Success can mean a lot of things. For one thing, I hope the game will be judged by what it is, not by who made it. I'll explain:
Although many of the best games I've ever played are labelled as "indie games", I don't want the safety net that comes along with being an "indie studio". I don't want players to forgive us for making games that are less than stellar on the grounds that we're not obliged to have the manpower or expertise to make hands-down great games. In short, I hope we never get to hear someone say "Yeah, that's a great game... for an indie studio."
Being "indie" can be forgiving and hampering at the same time, not the least in terms of business. Indie studios can get a lot of credibility that bigger studios can only dream about, but on the other hands it's generally not cool for us - or rather, we don't allow ourselves - to charge as much as we think is fair for our games, even if the experience is just as good as a bigger-name game. And so we limit ourselves. Well, SteamWorld Heist is going to cost more than SteamWorld Dig - simply because the value is going to be many times higher.
Very un-Swedishly, I'm confident that SteamWorld Heist is one of the best games ever made. Personally, I think that notion takes a lot of pressure off us - from a legacy standpoint, we've now got it made. We've made a game that isn't a bagatelle or a grand, fluffy idea that doesn't deliver on its promise. SteamWorld Heist is simply a tight, fantastic game. The game will be a delightful surprise to everyone who doesn't already suspect what we're capable of.
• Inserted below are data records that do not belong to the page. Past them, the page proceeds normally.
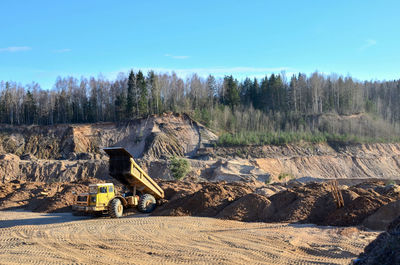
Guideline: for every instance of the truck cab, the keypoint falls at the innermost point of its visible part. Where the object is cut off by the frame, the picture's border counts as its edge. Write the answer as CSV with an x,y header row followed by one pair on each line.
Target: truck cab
x,y
143,191
97,199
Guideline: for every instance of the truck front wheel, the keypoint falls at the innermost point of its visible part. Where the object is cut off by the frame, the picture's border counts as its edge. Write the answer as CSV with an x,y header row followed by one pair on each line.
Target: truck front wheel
x,y
115,208
147,203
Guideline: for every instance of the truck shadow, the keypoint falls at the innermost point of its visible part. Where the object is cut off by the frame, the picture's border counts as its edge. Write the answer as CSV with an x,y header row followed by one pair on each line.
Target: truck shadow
x,y
39,219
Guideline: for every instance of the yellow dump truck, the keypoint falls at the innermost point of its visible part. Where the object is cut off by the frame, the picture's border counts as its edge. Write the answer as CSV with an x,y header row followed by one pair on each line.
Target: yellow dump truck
x,y
143,191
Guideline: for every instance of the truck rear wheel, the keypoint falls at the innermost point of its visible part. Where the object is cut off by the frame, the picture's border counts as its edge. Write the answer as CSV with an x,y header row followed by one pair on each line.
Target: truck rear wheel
x,y
115,209
147,203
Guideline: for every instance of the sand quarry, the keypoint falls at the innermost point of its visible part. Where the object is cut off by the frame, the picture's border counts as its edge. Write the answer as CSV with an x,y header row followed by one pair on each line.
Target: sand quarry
x,y
34,238
232,208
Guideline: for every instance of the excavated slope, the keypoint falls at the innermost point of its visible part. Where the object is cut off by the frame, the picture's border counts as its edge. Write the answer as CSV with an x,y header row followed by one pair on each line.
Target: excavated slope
x,y
151,137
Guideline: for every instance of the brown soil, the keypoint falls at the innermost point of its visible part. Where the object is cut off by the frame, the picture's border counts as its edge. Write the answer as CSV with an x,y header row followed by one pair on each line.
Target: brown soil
x,y
310,203
303,203
385,249
32,238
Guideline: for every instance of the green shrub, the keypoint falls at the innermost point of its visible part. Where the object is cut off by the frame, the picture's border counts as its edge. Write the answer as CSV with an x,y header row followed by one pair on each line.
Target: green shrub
x,y
179,167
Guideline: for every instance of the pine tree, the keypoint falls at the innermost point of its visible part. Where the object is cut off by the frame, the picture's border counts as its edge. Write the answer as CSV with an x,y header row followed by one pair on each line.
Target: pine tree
x,y
142,92
232,92
131,99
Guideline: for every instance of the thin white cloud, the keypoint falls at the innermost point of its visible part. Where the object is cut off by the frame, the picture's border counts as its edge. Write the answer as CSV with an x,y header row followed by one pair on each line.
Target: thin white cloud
x,y
367,44
15,49
62,50
179,57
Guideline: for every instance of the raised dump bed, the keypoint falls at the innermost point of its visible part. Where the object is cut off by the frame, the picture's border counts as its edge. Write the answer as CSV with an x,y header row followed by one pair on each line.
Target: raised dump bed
x,y
123,167
144,193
So to summarize: yes, I truly think that SteamWorld Heist deserves to be a bigger commercial hit than SteamWorld Dig. It will be interesting to see if there's a cap to what gamers are prepared to pay for an "indie game" (as if you could bundle so many different efforts into one phrase like that). And I'm optimistic about that: I think people want to play great games. I'm also glad we're coming out on a Nintendo platform first (again), because to me and many others, Nintendo has always been synonymous to quality video games.
To us, SteamWorld Heist is already a success: it's a game that has never been made before, and we've dared to let ourselves take the time needed to shape it into something that is beautiful, rich, funny, varied, long, immersive, emergent, gritty and - in these times, can you believe it - stable. I'm very proud that we were the ones to make it, and we're as excited for the game as Swedish people can allow themselves to be.
We'd like to thank both Brjann and Olle for their time.